23 sn This verse alludes to the coming Assyrian invasion, when the people will hear a foreign language that sounds like gibberish to them. The Lord is the subject of the verb “will speak,” as v. 12 makes clear. He once spoke in meaningful terms, but in the coming judgment he will speak to them, as it were, through the mouth of foreign oppressors. The apparent gibberish they hear will be an outward reminder that God has decreed their defeat.

24 tn Heb “who said to them.”

25 sn This message encapsulates the Lord’s invitation to his people to find security in his protection and blessing.

26 tn Heb “And the word of the Lord will be to them, ‘tsahv latsahv,’ etc.” See the note at v. 10. In this case the “Lord’s word” is not the foreigner’s strange sounding words (as in v. 10), but the Lord’s repeated appeals to them (like the one quoted in v. 12). As time goes on, the Lord’s appeals through the prophets will have no impact on the people; they will regard prophetic preaching as gibberish.

27 tn Heb “as a result they will go and stumble backward.” Perhaps an infant falling as it attempts to learn to walk is the background image here (cf. v. 9b).

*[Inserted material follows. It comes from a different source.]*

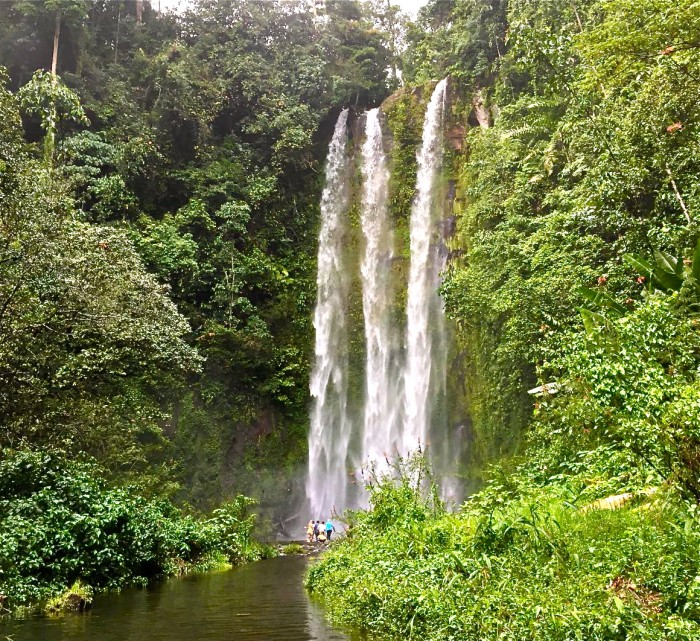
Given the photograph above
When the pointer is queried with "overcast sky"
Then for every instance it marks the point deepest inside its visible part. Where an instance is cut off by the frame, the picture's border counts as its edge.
(409, 6)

The Hebrew term לְמַעַן (lÿmaan) could be taken as indicating purpose (“in order that”), rather than simple result. In this case the people’s insensitivity to the message is caused by the Lord as a means of expediting their downfall.

28 sn When divine warnings and appeals become gibberish to the spiritually insensitive, they have no guidance and are doomed to destruction.